OneWeb plans to shift manufacturing from US to UK
A OneWeb satellite is displayed on the opening day of the Story of a Satellite summer exhibition at Spaceport Cornwall on August 2, 2021 in Newquay, England. (Photo by Hugh Hastings/Getty Images)
GLOBAL telecoms network operator OneWeb – which is backed by India’s Bharti Enterprises – has unveiled plans to start building its satellites in the UK by 2025.
It currently has a manufacturing facility in a joint venture with Airbus’ defence and space arm in Florida.
OneWeb’s head of government affairs, Chris McLaughlin told the Commons science and technology committee that the shifting of its manufacturing across the Atlantic could cost £2.2 billion.
He said the funds could be raised via debt or it could be partly financed by the company’s revenues, without the government having to chip in.
The proposed shifting of OneWeb’s manufacturing base could result in the company splitting from Airbus, a Telegraph report said.
Bharti and the UK government infused capital into OneWeb to rescue it from bankruptcy last year.
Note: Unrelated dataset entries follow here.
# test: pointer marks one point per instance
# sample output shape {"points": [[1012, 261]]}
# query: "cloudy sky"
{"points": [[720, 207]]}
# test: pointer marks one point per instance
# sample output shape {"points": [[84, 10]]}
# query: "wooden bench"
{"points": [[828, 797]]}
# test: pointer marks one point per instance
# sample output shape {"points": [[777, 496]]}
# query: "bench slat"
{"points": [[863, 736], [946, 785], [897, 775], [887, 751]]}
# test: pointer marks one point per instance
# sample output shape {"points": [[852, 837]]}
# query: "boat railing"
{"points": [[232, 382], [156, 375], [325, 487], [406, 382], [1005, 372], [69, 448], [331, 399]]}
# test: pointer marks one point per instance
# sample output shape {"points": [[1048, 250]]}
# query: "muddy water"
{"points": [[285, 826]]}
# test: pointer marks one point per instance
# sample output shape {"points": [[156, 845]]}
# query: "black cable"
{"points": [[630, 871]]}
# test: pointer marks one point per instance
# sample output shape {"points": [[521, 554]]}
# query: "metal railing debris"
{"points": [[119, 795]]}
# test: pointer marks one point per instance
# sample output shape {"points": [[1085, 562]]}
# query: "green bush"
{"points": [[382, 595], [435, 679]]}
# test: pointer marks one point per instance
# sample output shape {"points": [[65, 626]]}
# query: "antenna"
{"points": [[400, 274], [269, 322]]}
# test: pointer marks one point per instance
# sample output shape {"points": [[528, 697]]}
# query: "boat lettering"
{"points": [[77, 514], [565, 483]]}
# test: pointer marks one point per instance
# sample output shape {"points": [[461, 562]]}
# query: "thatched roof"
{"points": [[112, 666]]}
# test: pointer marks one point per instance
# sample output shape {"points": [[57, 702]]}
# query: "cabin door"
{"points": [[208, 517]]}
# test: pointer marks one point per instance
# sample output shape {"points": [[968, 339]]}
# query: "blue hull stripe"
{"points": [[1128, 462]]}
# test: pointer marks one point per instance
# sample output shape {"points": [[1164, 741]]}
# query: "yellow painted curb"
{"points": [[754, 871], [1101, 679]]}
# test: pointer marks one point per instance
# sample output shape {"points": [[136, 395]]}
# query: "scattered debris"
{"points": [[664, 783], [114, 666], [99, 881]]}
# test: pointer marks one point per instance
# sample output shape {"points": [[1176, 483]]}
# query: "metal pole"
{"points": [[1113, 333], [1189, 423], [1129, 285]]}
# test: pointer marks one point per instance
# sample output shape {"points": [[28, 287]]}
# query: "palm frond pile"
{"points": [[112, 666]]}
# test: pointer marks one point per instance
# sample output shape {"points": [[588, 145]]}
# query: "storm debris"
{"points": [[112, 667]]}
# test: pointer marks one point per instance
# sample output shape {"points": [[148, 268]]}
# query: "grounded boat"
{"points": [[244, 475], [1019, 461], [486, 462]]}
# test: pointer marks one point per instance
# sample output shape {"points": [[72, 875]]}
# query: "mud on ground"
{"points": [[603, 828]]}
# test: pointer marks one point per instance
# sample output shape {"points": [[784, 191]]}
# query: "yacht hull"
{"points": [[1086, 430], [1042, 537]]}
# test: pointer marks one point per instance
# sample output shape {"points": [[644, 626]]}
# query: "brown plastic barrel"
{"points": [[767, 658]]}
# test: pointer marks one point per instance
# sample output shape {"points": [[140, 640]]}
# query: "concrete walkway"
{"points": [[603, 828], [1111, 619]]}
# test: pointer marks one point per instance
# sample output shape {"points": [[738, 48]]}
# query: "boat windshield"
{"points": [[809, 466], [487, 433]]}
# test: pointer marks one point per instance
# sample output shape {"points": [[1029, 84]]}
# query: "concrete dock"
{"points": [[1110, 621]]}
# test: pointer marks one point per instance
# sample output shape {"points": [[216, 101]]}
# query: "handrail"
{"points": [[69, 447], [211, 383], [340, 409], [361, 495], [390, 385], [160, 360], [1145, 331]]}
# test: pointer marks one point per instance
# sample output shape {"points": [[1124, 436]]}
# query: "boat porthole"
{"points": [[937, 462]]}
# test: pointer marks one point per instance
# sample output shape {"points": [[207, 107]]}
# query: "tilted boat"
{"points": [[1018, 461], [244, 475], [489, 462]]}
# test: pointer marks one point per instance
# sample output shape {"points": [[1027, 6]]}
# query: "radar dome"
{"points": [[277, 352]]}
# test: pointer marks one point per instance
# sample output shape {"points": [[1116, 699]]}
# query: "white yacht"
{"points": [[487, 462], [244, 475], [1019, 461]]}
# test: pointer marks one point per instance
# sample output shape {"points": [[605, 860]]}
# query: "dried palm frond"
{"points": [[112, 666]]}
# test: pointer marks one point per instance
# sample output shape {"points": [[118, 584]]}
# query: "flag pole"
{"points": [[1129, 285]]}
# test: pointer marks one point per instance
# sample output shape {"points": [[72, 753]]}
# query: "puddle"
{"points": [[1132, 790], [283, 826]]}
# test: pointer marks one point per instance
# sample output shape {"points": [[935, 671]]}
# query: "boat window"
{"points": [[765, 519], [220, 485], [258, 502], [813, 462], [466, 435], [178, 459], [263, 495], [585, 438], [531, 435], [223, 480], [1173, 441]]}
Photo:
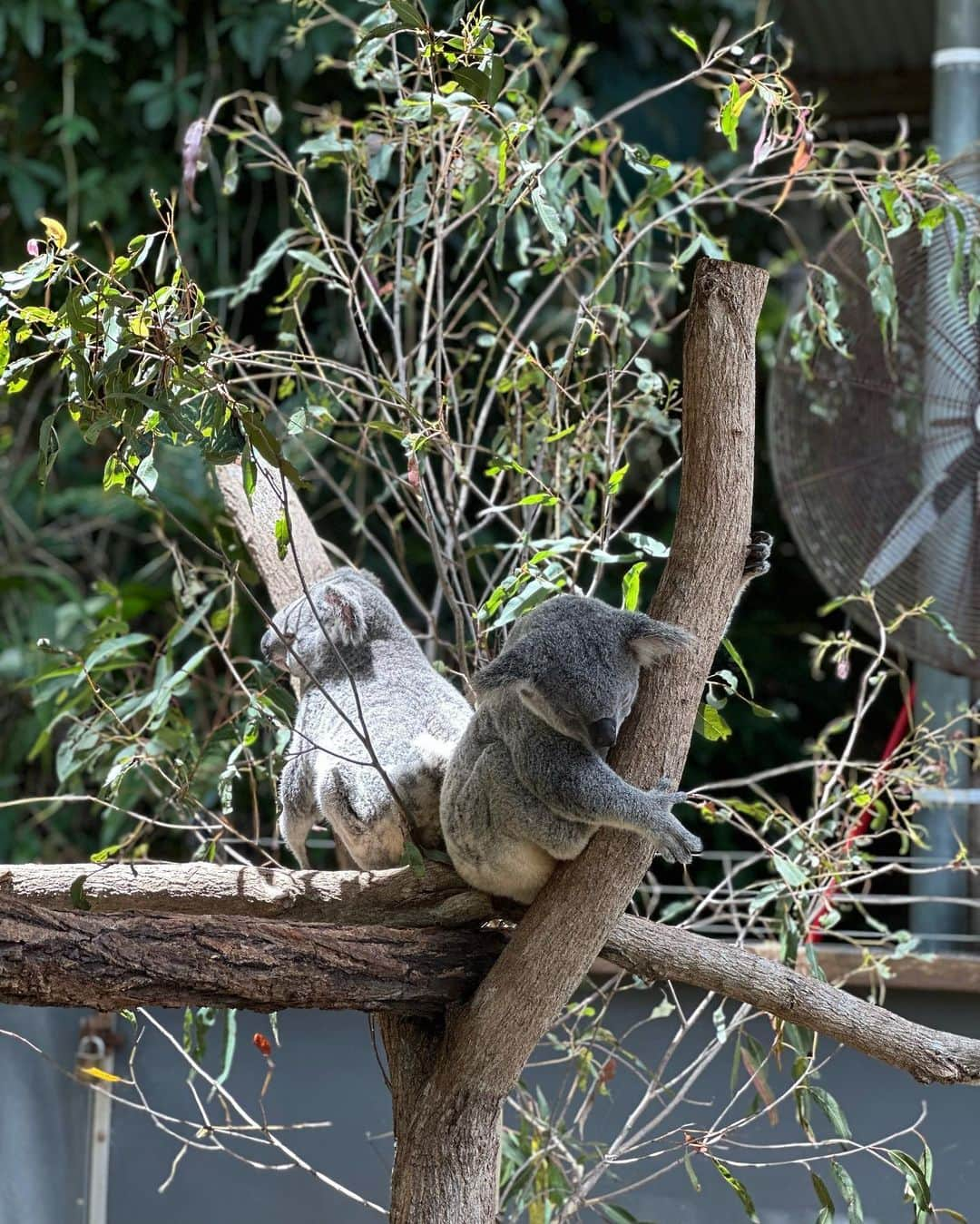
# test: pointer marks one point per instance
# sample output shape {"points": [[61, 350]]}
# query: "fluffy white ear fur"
{"points": [[659, 641]]}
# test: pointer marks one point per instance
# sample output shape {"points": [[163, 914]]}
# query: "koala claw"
{"points": [[671, 838], [758, 554]]}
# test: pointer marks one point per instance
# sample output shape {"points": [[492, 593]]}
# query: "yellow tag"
{"points": [[98, 1073], [55, 230]]}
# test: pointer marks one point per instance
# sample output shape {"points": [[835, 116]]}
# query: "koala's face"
{"points": [[575, 662], [590, 708], [309, 634]]}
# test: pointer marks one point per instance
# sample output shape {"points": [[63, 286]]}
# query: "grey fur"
{"points": [[348, 634], [527, 785]]}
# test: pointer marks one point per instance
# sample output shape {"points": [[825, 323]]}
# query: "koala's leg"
{"points": [[364, 817], [576, 784], [298, 804]]}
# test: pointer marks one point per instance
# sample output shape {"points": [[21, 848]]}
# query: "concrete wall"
{"points": [[327, 1070]]}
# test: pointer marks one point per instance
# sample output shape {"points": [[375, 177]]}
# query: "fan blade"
{"points": [[916, 522], [923, 514]]}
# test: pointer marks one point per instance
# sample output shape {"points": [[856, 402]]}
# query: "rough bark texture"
{"points": [[488, 1042], [256, 524], [375, 957], [350, 898], [78, 960]]}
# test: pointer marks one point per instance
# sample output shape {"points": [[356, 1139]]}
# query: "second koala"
{"points": [[360, 667], [527, 784]]}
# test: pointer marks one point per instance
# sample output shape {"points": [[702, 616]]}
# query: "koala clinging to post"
{"points": [[527, 785], [360, 669]]}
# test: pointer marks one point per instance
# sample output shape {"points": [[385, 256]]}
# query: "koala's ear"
{"points": [[649, 641], [341, 614], [514, 665]]}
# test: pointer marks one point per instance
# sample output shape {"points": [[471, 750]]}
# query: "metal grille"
{"points": [[877, 456]]}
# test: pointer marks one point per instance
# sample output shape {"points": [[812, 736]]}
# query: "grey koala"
{"points": [[348, 641], [529, 785]]}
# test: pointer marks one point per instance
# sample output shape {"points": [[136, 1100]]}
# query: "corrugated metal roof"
{"points": [[837, 38]]}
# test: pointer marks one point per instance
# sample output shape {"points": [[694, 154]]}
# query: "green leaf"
{"points": [[498, 73], [413, 858], [114, 646], [647, 543], [272, 116], [826, 1201], [916, 1179], [632, 586], [710, 723], [407, 13], [281, 536], [48, 447], [550, 218], [737, 660], [831, 1108], [688, 39], [104, 855], [313, 261], [617, 479], [848, 1190], [790, 872], [743, 1193], [383, 31], [474, 81], [249, 472], [230, 1038], [76, 893]]}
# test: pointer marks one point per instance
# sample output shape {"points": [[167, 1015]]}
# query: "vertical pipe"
{"points": [[956, 127]]}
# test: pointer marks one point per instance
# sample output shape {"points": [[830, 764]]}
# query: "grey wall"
{"points": [[327, 1070]]}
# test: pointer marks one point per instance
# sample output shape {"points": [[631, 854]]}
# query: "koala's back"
{"points": [[413, 716]]}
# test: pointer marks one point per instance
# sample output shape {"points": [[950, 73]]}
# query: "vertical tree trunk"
{"points": [[448, 1133]]}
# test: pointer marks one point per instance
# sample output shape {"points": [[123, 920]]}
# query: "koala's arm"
{"points": [[578, 785]]}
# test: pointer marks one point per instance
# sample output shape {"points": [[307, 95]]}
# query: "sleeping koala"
{"points": [[529, 784], [358, 650]]}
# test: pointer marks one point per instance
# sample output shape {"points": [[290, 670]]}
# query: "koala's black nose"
{"points": [[603, 732]]}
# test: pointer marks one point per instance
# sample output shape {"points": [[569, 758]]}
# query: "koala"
{"points": [[527, 784], [347, 641]]}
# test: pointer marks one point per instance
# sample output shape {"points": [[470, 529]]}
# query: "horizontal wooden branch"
{"points": [[52, 957], [348, 898], [172, 934]]}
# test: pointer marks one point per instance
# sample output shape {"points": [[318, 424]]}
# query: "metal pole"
{"points": [[956, 127]]}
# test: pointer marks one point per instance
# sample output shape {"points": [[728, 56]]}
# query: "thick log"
{"points": [[375, 917], [112, 961], [348, 898], [488, 1042]]}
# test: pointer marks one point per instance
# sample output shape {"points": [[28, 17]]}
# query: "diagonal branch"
{"points": [[393, 945]]}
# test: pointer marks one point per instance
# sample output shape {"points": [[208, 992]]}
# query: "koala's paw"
{"points": [[671, 838], [758, 554]]}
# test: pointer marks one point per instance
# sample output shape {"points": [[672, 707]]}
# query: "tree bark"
{"points": [[488, 1041], [108, 962], [348, 898], [306, 560], [373, 958]]}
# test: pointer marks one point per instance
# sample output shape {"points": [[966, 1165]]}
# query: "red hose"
{"points": [[815, 932]]}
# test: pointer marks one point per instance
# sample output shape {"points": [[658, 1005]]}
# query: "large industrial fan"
{"points": [[877, 455]]}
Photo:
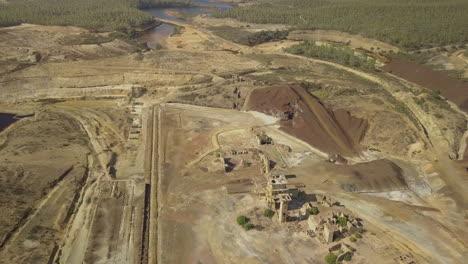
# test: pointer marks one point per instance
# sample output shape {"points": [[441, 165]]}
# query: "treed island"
{"points": [[121, 15], [410, 24]]}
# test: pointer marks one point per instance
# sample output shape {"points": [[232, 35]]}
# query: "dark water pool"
{"points": [[156, 35]]}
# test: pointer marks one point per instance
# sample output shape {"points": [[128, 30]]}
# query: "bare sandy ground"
{"points": [[197, 216]]}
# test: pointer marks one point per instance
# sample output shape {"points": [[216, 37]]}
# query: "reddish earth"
{"points": [[450, 88], [305, 117]]}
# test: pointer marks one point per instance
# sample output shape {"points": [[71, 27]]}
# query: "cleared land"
{"points": [[133, 142]]}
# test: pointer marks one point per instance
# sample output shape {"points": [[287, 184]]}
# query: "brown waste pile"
{"points": [[450, 88], [303, 116]]}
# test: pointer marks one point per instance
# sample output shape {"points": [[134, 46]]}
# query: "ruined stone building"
{"points": [[279, 193]]}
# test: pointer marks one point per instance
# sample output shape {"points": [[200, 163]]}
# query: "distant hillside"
{"points": [[122, 15], [410, 24]]}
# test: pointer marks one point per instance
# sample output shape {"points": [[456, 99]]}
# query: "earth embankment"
{"points": [[304, 116]]}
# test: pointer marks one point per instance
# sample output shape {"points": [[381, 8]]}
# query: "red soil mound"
{"points": [[304, 117], [450, 88]]}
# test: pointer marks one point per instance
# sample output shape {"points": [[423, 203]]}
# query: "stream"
{"points": [[154, 36], [6, 120]]}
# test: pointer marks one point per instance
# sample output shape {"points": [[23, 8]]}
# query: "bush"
{"points": [[342, 220], [330, 258], [248, 226], [268, 213], [314, 211], [330, 52], [242, 220], [448, 18]]}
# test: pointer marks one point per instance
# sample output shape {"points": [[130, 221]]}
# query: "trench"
{"points": [[145, 231], [19, 224], [79, 189]]}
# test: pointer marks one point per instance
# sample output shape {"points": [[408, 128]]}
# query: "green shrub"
{"points": [[330, 52], [248, 226], [314, 211], [242, 220], [342, 221], [268, 213], [330, 258]]}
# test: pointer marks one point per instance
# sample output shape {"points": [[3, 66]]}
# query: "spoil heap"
{"points": [[305, 117]]}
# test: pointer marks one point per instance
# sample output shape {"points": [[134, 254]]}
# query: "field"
{"points": [[409, 24]]}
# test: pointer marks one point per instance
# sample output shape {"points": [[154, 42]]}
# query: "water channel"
{"points": [[6, 120], [158, 34]]}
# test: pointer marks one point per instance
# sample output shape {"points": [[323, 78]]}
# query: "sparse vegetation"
{"points": [[248, 226], [268, 213], [330, 258], [331, 52], [342, 220], [266, 36], [177, 30], [242, 220], [314, 211], [244, 37], [402, 23], [121, 15]]}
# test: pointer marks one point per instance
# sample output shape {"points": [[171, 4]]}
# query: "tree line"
{"points": [[411, 24], [339, 54], [121, 15]]}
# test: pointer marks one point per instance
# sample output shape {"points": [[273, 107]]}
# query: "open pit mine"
{"points": [[202, 150]]}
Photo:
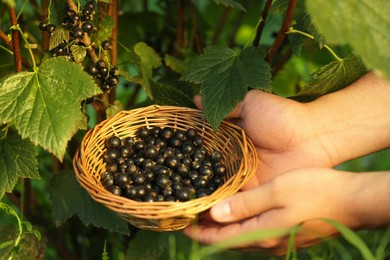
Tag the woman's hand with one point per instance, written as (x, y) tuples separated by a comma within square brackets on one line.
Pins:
[(299, 196)]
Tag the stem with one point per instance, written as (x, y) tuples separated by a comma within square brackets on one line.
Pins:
[(282, 33), (86, 39), (15, 40), (220, 25), (312, 37), (260, 27), (28, 47)]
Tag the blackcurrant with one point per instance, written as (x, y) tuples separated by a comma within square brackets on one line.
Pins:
[(122, 179), (87, 27), (216, 156), (112, 80), (114, 189), (167, 133), (143, 132), (163, 181), (50, 28), (150, 151), (111, 155), (183, 195), (106, 45), (78, 33), (113, 142), (42, 26), (92, 70), (100, 64)]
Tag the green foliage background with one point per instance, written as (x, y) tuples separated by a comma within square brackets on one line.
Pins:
[(168, 51)]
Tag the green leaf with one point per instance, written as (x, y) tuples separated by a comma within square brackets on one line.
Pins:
[(168, 95), (60, 35), (363, 24), (79, 53), (175, 64), (10, 3), (69, 198), (106, 26), (113, 109), (44, 105), (17, 159), (332, 77), (230, 3), (225, 75), (352, 238), (148, 60)]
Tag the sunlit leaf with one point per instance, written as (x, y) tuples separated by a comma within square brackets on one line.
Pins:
[(225, 75), (332, 77), (45, 105), (60, 35), (17, 160), (363, 24), (69, 198)]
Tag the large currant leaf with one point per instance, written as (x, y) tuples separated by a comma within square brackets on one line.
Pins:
[(225, 75), (69, 198), (363, 24), (44, 105), (17, 159)]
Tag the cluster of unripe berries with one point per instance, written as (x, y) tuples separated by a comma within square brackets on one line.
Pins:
[(106, 75), (79, 24), (161, 164)]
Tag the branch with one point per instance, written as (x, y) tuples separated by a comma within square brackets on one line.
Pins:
[(260, 28), (15, 40), (282, 33)]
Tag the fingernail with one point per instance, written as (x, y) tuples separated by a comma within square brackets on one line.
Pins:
[(221, 211)]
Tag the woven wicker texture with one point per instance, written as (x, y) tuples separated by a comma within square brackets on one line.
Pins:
[(239, 157)]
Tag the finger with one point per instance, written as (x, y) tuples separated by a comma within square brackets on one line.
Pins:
[(244, 204), (234, 114), (198, 102)]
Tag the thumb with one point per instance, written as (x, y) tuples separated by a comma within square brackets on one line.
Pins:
[(243, 205)]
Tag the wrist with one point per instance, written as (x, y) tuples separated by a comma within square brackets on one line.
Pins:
[(369, 201), (353, 121)]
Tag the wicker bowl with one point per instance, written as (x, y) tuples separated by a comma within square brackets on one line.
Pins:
[(238, 152)]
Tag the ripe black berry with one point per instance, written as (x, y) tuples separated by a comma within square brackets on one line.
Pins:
[(78, 33), (167, 133), (122, 179), (162, 181), (112, 80), (143, 132), (50, 28), (114, 189), (87, 27), (106, 45), (183, 195), (42, 26), (111, 155)]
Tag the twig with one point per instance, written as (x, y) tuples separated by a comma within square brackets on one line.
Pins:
[(282, 32), (15, 40), (114, 46), (180, 26), (260, 28), (278, 66), (86, 39), (312, 37), (220, 25)]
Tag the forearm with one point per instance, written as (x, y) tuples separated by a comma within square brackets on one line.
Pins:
[(354, 121), (370, 199)]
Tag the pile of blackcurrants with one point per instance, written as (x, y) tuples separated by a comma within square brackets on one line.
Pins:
[(79, 24), (161, 164)]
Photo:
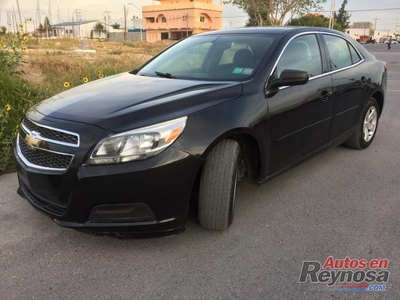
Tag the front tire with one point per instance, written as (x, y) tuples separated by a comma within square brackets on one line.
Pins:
[(218, 186), (366, 127)]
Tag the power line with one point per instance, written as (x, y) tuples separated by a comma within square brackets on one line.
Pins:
[(363, 10)]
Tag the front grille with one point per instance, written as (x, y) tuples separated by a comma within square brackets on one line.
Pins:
[(43, 158), (52, 134)]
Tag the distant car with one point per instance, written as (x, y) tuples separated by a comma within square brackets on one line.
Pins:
[(124, 153)]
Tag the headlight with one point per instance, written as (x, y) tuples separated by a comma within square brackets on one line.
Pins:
[(137, 144)]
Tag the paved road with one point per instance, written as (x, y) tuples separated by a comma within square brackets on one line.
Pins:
[(341, 203)]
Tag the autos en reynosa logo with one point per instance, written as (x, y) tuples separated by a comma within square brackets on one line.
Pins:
[(347, 273)]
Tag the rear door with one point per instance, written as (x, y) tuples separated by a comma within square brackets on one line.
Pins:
[(350, 80), (300, 116)]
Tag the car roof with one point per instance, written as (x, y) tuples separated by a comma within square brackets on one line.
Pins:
[(272, 30)]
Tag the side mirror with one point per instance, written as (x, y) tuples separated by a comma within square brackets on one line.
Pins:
[(290, 77)]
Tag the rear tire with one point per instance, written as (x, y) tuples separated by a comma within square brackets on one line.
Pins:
[(366, 127), (218, 186)]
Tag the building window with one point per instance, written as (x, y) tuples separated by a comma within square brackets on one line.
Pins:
[(164, 36)]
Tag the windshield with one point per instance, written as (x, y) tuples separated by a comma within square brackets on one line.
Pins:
[(211, 57)]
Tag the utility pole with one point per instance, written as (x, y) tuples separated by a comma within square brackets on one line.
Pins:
[(38, 12), (124, 23), (376, 19), (19, 13), (331, 15), (187, 24), (50, 18)]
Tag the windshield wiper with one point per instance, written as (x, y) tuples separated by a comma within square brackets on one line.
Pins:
[(165, 75)]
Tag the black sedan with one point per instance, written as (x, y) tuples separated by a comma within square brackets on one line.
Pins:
[(125, 153)]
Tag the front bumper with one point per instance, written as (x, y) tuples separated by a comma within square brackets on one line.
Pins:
[(144, 197)]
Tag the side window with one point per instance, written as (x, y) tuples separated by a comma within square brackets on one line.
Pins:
[(355, 58), (339, 53), (303, 54)]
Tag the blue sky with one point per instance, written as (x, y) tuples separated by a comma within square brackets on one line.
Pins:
[(366, 10)]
It also received additional investments from France’s Eutelsat, SoftBank and Hughes Network Group to strengthen its finances.
While Bharti is the largest shareholder in the London-headquartered company, the British government has a 24 per cent stake with a “golden share”.
With plans to have 588 low Earth orbit (LEO) satellites by the middle of next year, it is testing its services in Alaska ahead of a commercial launch.
OneWeb is also working with BT on launching a satellite internet service in the UK, the report said.
As satellites have a lifespan of six to seven years, OneWeb is working on a second-generation that would help the company foray into satellite navigation signal service.
It recently partnered with Neom Tech & Digital Holding Company in a £145.6m deal to bring high-speed connectivity to Saudi Arabia.
In October, OneWeb signed an agreement with Indian space agency Isro to use its facilities to launch satellites in 2022.